The lost movie of the week: A Day at the Races (1937)

There have been a lot of great comedic duo’s & groups but it is difficult not to consider the Marx Brothers as one of the best comedic group of all time. The brothers who became famous because of their great vaudeville in the 1910s and 20s. The Brothers started their successful movie career in the 30’s with the famous: “Animal Crackers”(1930), “Monkey Business (1931) and maybe their greatest: “Duck Soup” (1934). The 30s made them international movie stars, an honor they truly deserve.  The great force of the brothers were the three main ones: Groucho, Chico and Harpo. Sometimes their fourth brother Zeppo would participate, but then as the straight leading man.

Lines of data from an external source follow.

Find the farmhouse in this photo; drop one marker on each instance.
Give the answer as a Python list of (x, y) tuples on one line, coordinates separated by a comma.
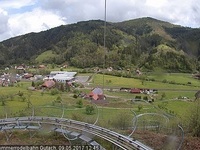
[(61, 76), (97, 94)]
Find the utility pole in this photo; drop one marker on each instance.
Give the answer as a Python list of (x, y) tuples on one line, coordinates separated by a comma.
[(104, 44)]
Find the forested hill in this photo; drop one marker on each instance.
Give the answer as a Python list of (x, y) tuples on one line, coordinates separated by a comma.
[(146, 43)]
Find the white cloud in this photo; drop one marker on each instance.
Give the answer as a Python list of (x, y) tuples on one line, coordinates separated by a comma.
[(34, 21), (9, 4), (23, 16)]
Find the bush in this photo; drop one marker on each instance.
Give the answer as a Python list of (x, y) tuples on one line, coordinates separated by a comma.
[(54, 92), (138, 97), (89, 110)]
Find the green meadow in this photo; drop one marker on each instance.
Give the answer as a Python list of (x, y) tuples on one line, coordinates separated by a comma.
[(174, 99)]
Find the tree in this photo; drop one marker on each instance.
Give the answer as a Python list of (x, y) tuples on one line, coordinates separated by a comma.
[(89, 110), (79, 104)]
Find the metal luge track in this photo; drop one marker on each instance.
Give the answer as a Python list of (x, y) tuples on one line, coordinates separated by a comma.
[(73, 128)]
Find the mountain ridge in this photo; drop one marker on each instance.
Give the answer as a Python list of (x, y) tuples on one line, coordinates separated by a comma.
[(128, 43)]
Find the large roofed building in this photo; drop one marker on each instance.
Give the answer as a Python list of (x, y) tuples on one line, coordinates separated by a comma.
[(61, 76)]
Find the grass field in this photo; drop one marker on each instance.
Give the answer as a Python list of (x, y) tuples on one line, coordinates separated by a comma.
[(119, 103)]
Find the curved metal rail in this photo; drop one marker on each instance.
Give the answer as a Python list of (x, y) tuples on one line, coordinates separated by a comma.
[(77, 127)]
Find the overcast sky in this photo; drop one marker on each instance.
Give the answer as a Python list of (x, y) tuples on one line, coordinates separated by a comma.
[(18, 17)]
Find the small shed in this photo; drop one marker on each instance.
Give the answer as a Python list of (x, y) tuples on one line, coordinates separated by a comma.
[(48, 84), (97, 94)]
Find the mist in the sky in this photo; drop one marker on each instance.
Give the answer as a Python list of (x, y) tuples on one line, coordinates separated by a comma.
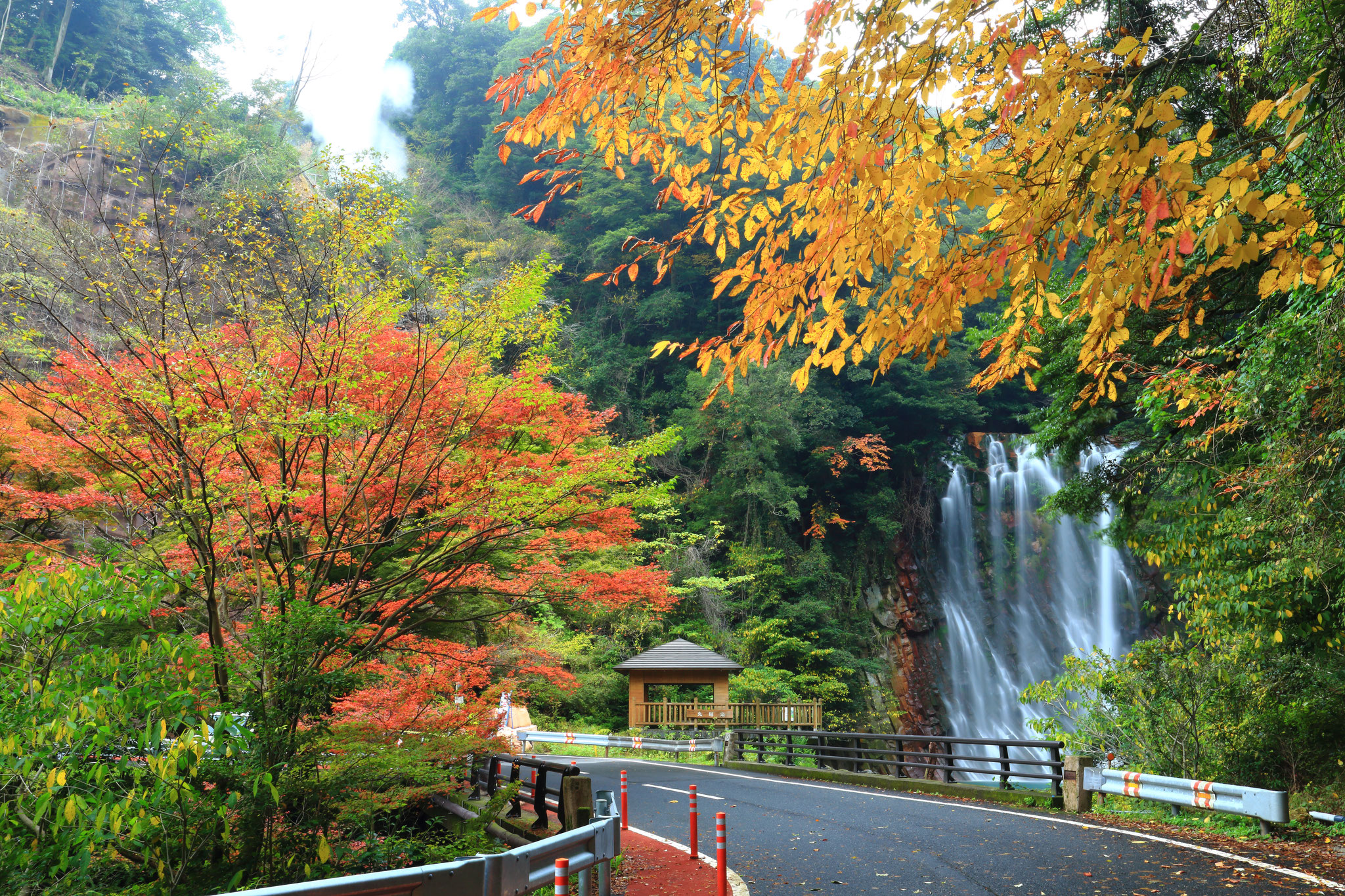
[(353, 83)]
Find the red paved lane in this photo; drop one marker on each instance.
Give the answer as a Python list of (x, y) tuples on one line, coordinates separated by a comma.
[(650, 868)]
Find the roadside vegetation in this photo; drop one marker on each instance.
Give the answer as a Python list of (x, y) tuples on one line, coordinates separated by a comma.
[(304, 467)]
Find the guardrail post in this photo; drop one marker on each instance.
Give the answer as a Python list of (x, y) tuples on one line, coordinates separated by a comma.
[(626, 824), (692, 845), (721, 852), (576, 801), (604, 878), (1078, 800), (540, 797), (1055, 785), (516, 811)]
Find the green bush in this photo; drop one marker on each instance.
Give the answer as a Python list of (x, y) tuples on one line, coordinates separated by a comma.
[(104, 744)]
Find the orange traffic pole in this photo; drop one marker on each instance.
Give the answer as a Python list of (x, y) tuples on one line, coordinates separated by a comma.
[(692, 842), (721, 852)]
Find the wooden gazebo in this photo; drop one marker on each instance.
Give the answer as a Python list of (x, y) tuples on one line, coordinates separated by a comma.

In the movie the brothers must keep a sanitarium open with the help of a misfit race-horse.

Sam Wood (a three-time Oscar nominated director) directs the famous trio with pace and control. The greatest Marx Brothers comedies are the one in which the directors can keep the story and the gags in check. The story goes hand-in-hand with the humor which is not always the simplest task.  The great power of the story are of course the Brothers. Their secret is that each of them does something different: Chico was a charming, dim-witted character of Italian origins (or so he played him like that). Groucho used his sharp humor to create the greatest dialogues and one-liners ever used in films and Harpo was a visual comic, he never spoke in movies but used an arsenal of props to help him perform. Margaret Dumont has often played with the Brothers, her greatest skill is that it never seemed she understood the jokes which made the scenes so funny.

The movie is only one their films to have been ever nominated for an Oscar for Dave Gould: Best Dance Direction for song/dance number “All God’s Children Got Rhythm.”

“A Day at the Races” is a great comedies with even greatest performances that should be watch and rewatched with delight.